Everyone thinks they know Jack Masselin too – sexy, aloof and too cool for school. But Jack’s swaggering confidence is hiding a secret he msut keep at all costs. Be charming. Be hilarious. Don’t get too close to anyone.
Then Jack meets Libby. And their worlds change. Because sometimes when you meet someone, the whole universe just comes into focus.
Holding up the Universe is, in effect, your typical YA novel with it’s short chapters, insta-love story and the usual themes around bullying, weight and friendships. If I’ve said it once, I’ve said it a thousand times; I despise insta-romance! Boy sees girl. Girl sees boy. Poof, they fall in love. *Someone pass me the sick bucket*. Unfortunately, this novel by Jennifer Niven includes one of those ridiculous chapters I have come to loathe, where the protaognists instantly proclaim their undying love for one another. If this wasn’t bad enough, I quote the following lines:
‘I’m completely conscious of his guyness next to me.’
‘It’s as if I’ve suddenly discovered he’s male.’
‘My face is hot and my back is damp. I’m staring at his hands and I’m like, Stop staring at his hands.’
I feel I have made my point! All that ‘cringe’ aside, I actually really enjoyed the story behind Jack, a teenage boy living with a neurological condition called prosopagnosia which is often referred to as ‘face blindness’.
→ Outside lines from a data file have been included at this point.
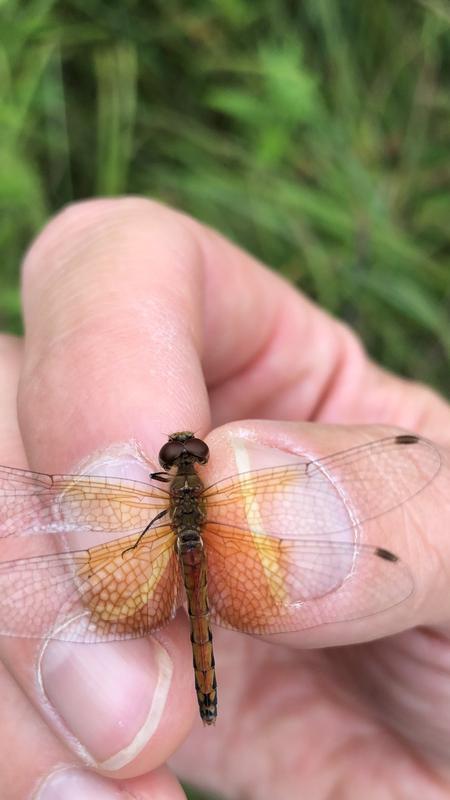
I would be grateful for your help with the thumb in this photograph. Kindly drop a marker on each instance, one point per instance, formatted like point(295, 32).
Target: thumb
point(338, 537)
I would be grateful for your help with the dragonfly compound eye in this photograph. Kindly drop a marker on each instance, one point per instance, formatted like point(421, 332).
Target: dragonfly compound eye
point(169, 453)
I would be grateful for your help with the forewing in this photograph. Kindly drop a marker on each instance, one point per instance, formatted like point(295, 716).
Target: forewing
point(111, 591)
point(35, 503)
point(321, 498)
point(260, 585)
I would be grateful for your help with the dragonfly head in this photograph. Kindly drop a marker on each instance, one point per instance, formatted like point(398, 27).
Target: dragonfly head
point(184, 448)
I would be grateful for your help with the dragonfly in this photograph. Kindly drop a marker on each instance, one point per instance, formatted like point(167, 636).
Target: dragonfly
point(278, 549)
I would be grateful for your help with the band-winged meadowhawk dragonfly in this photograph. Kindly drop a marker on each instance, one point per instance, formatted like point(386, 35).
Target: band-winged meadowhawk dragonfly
point(89, 559)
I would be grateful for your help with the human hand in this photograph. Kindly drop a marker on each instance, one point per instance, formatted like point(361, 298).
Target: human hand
point(140, 322)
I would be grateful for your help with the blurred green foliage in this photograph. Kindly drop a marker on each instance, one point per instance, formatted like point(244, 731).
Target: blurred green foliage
point(316, 134)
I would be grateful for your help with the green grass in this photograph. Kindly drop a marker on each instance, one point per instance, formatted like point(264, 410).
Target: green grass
point(315, 134)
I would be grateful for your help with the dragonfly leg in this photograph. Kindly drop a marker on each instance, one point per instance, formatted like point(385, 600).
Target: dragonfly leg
point(147, 527)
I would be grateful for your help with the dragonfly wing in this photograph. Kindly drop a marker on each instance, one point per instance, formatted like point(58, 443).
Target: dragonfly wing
point(261, 584)
point(35, 503)
point(319, 499)
point(108, 592)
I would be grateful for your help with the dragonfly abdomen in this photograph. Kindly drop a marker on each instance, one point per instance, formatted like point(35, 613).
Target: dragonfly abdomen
point(193, 560)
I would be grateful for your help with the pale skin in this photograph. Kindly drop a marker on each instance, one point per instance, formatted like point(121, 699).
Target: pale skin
point(141, 322)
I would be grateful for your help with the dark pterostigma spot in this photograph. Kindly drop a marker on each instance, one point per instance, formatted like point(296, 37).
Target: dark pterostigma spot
point(386, 554)
point(406, 438)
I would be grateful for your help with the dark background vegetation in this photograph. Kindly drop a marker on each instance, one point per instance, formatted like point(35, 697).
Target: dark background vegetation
point(315, 134)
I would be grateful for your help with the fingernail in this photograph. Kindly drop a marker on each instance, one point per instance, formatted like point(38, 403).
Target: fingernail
point(74, 784)
point(110, 697)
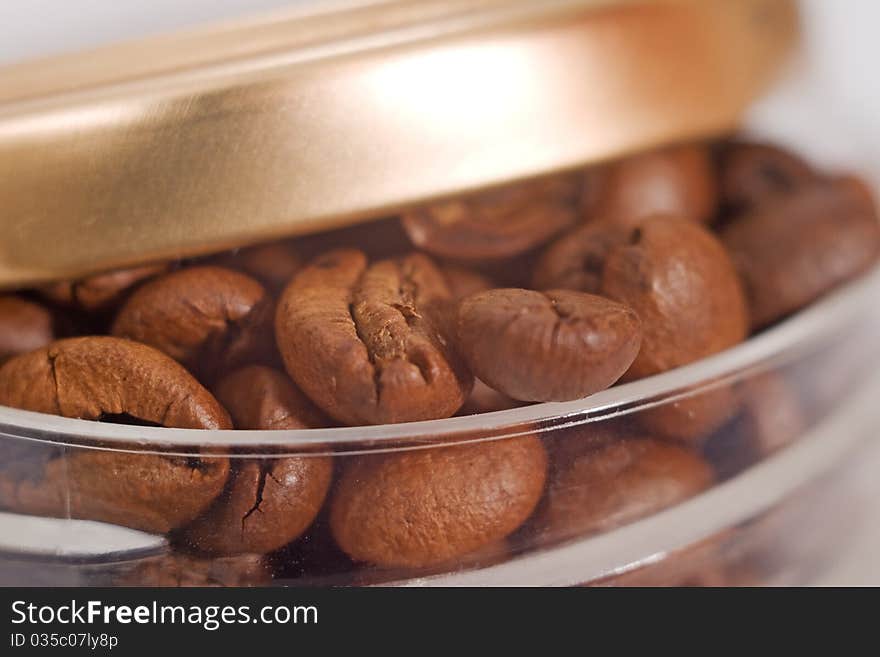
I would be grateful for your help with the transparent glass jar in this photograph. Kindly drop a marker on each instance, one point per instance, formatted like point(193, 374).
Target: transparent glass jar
point(740, 510)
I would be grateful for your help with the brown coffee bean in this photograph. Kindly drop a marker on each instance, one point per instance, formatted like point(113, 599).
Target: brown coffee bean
point(101, 377)
point(210, 319)
point(498, 223)
point(102, 290)
point(93, 377)
point(612, 483)
point(796, 248)
point(24, 326)
point(678, 180)
point(547, 346)
point(361, 341)
point(575, 261)
point(753, 173)
point(273, 264)
point(267, 502)
point(183, 570)
point(430, 506)
point(681, 282)
point(259, 397)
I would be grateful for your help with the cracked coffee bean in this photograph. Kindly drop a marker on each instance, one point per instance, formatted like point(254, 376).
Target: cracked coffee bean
point(426, 507)
point(575, 261)
point(362, 342)
point(678, 180)
point(752, 174)
point(210, 319)
point(796, 248)
point(547, 346)
point(268, 502)
point(603, 484)
point(499, 223)
point(24, 326)
point(101, 291)
point(97, 377)
point(683, 286)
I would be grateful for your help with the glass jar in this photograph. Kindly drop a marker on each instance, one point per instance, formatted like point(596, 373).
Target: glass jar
point(562, 493)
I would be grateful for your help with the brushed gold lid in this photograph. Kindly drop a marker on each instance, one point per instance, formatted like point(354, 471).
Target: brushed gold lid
point(192, 143)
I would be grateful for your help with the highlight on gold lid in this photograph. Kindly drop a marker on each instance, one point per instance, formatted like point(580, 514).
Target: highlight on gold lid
point(192, 143)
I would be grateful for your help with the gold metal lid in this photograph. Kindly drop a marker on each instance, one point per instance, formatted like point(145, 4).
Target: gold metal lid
point(193, 143)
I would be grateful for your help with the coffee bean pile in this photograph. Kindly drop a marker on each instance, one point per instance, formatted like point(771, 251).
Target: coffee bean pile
point(545, 290)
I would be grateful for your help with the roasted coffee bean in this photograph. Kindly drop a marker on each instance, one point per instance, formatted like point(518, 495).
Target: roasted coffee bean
point(612, 483)
point(753, 173)
point(678, 180)
point(575, 261)
point(547, 346)
point(101, 377)
point(498, 223)
point(210, 319)
point(24, 326)
point(796, 248)
point(361, 342)
point(426, 507)
point(102, 290)
point(268, 502)
point(183, 570)
point(681, 282)
point(273, 265)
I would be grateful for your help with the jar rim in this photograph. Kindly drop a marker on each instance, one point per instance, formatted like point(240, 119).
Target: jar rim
point(771, 348)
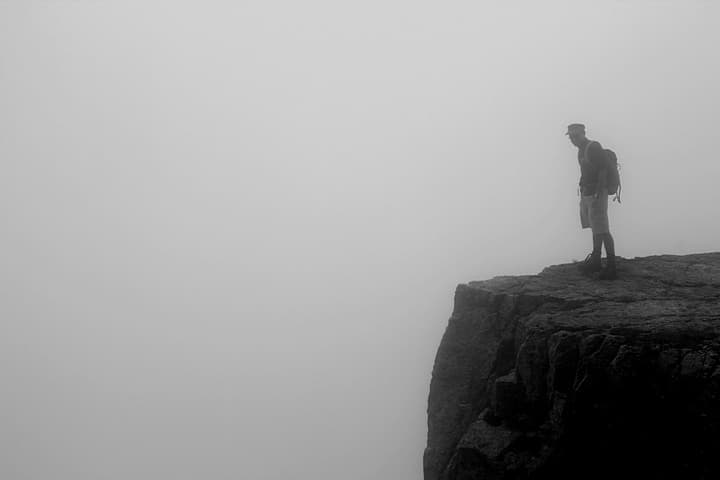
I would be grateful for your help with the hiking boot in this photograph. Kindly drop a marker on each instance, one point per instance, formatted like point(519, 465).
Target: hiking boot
point(609, 272)
point(591, 264)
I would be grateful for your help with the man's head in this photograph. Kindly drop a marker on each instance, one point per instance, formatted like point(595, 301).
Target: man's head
point(576, 132)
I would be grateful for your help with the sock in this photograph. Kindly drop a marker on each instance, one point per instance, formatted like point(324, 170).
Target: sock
point(597, 244)
point(609, 245)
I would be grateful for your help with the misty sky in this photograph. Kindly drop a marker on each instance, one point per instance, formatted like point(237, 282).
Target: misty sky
point(230, 232)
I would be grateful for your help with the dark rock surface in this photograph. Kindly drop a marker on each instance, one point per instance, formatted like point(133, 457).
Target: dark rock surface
point(559, 375)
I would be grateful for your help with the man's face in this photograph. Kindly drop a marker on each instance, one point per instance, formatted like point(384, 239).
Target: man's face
point(577, 138)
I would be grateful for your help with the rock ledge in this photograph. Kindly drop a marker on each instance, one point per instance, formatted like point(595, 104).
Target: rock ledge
point(558, 375)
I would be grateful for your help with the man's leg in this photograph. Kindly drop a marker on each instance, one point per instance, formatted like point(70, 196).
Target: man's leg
point(609, 245)
point(609, 273)
point(593, 263)
point(598, 240)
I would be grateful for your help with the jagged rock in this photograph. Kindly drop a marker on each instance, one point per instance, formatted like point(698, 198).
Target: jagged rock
point(559, 375)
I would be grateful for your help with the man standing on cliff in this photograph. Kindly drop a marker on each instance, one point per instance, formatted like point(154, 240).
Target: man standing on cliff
point(594, 202)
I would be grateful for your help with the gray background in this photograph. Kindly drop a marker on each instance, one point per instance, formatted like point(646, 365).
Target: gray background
point(231, 231)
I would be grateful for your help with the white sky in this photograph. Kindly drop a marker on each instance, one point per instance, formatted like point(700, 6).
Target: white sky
point(231, 231)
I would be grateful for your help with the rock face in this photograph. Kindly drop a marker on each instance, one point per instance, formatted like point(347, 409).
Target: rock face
point(558, 375)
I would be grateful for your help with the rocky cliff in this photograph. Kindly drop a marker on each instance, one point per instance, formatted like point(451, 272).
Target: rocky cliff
point(558, 375)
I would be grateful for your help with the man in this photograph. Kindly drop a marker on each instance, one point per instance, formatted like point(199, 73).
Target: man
point(594, 202)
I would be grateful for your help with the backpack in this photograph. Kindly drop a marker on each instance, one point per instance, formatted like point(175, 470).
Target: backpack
point(613, 175)
point(613, 172)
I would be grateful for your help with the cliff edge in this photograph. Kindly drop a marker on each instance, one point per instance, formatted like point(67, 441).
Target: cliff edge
point(558, 375)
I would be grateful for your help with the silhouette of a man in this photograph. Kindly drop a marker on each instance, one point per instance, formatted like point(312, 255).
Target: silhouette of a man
point(594, 202)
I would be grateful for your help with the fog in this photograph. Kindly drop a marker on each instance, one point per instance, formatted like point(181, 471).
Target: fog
point(231, 232)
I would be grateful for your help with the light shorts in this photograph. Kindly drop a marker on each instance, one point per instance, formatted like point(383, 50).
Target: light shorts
point(593, 213)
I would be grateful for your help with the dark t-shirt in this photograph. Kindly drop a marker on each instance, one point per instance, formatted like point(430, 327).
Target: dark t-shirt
point(590, 167)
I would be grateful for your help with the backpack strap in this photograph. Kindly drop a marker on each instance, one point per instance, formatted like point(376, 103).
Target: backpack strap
point(617, 194)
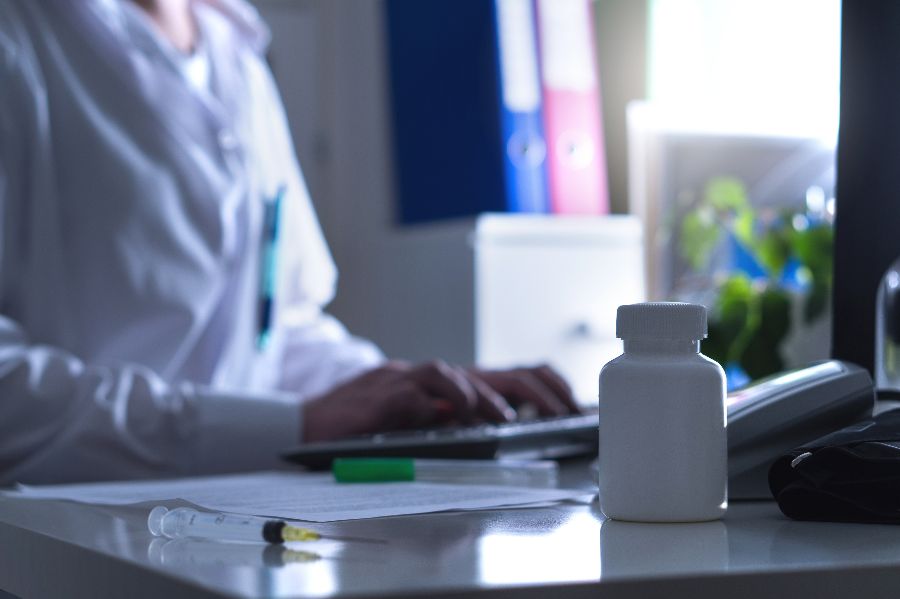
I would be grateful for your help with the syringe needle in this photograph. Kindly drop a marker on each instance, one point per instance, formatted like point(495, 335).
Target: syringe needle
point(190, 523)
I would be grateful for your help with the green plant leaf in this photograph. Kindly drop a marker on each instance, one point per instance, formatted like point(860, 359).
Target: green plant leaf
point(726, 194)
point(699, 236)
point(773, 250)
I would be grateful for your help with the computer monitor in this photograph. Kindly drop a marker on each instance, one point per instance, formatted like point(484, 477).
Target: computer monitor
point(867, 225)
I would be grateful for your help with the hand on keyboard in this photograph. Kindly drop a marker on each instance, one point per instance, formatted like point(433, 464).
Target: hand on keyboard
point(402, 396)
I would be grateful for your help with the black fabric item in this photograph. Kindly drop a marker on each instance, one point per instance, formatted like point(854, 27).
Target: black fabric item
point(852, 475)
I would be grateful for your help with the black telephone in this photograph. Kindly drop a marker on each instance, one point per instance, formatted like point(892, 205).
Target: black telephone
point(765, 419)
point(781, 412)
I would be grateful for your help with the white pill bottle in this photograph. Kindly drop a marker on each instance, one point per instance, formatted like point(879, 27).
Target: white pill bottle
point(663, 447)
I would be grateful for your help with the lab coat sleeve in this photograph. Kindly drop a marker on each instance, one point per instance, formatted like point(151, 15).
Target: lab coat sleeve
point(62, 419)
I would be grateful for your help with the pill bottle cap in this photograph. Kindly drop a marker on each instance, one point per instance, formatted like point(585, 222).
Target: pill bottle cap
point(661, 320)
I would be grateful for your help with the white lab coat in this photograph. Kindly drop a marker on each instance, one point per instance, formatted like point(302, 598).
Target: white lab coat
point(130, 223)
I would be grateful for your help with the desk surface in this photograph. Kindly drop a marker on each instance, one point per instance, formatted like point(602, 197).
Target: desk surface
point(54, 549)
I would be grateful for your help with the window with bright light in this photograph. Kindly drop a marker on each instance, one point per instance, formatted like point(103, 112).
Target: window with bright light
point(731, 165)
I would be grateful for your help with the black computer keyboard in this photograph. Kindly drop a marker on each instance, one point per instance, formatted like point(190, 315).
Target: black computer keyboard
point(566, 436)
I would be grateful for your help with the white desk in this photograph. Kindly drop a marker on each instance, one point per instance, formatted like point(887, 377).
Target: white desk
point(59, 549)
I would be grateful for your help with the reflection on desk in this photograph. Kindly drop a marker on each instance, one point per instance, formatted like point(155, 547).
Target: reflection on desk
point(563, 550)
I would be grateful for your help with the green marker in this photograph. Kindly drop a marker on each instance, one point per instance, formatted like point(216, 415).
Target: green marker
point(523, 473)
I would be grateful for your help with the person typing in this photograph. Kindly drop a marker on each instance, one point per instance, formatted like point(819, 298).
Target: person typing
point(140, 144)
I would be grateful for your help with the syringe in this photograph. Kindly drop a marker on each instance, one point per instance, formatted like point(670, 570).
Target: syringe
point(185, 522)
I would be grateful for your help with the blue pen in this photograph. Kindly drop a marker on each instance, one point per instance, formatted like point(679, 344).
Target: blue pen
point(271, 215)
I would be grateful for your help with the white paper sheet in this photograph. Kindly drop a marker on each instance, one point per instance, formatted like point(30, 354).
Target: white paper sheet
point(312, 497)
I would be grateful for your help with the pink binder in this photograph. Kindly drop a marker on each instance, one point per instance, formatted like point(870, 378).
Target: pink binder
point(576, 157)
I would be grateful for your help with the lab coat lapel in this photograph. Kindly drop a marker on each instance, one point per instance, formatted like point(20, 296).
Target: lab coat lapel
point(101, 28)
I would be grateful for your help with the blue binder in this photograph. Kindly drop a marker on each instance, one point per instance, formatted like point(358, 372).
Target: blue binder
point(466, 108)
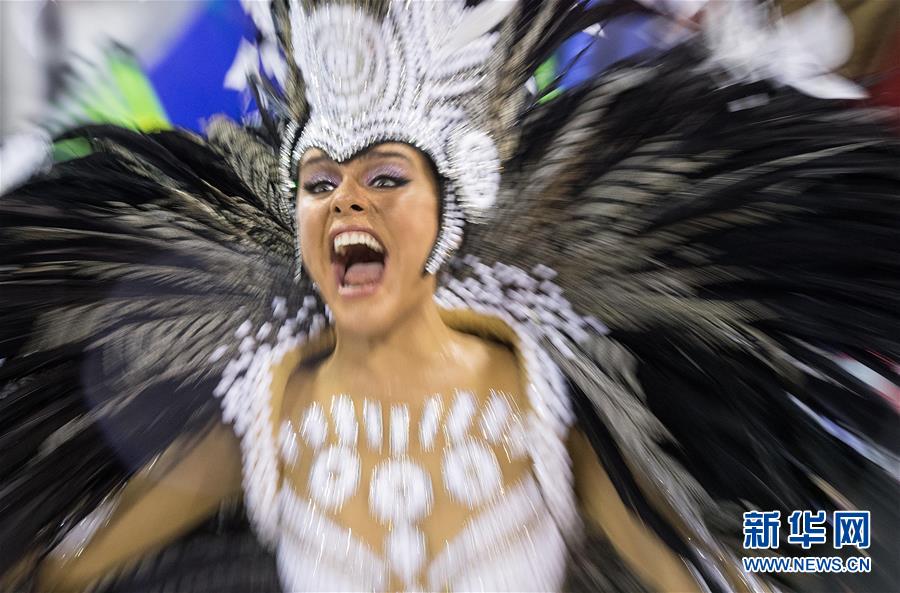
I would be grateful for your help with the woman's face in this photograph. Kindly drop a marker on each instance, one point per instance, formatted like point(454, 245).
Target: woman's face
point(366, 228)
‘It’s not like faces are a blank. I see eyes, noses, mouths. I just can’t associate them with specific people. Everyone in my life is a stranger, and that includes me.’
Following an accident when he was six, Jack has hidden his brain disorder from everyone including his own family. When he meets Libby, an obese girl trying to move on from the loss of her mum (and a viral video of her being cut out of her own house), Jack realises that he can’t hide his condition forever. Together, they learn an important life lesson – that it is what’s on the inside that really counts. Dusty, Jack’s younger brother, is an important character in delivering this crucial meesage throughout. Be whoever you want to be no matter what others think about you.
I managed to race through this book pretty quickly, however my interest lied more in finding out about prosopagnosia than following along with the story line. Having never heard of this condition before, I set off to do some research and discovered that as many as 1 in 50 people live with the struggle of face blindness. The NHS explain the condition as follows:
‘Many people with prosopagnosia aren’t able to recognise family members, partners or friends. They may cope by using alternative strategies to recognise people, such as remembering the way they walk, or their hairstyle, voice or clothing. But these types of compensation strategies don’t always work, particularly when a person with prosopagnosia meets someone out of context, at a place or time they’re not used to seeing that person.’
It must be absolutely exhausting scrambling for someone’s identity at every social encounter. An important book for raising awareness of a fascinating, yet terrifying, condition that deserves more attention and research.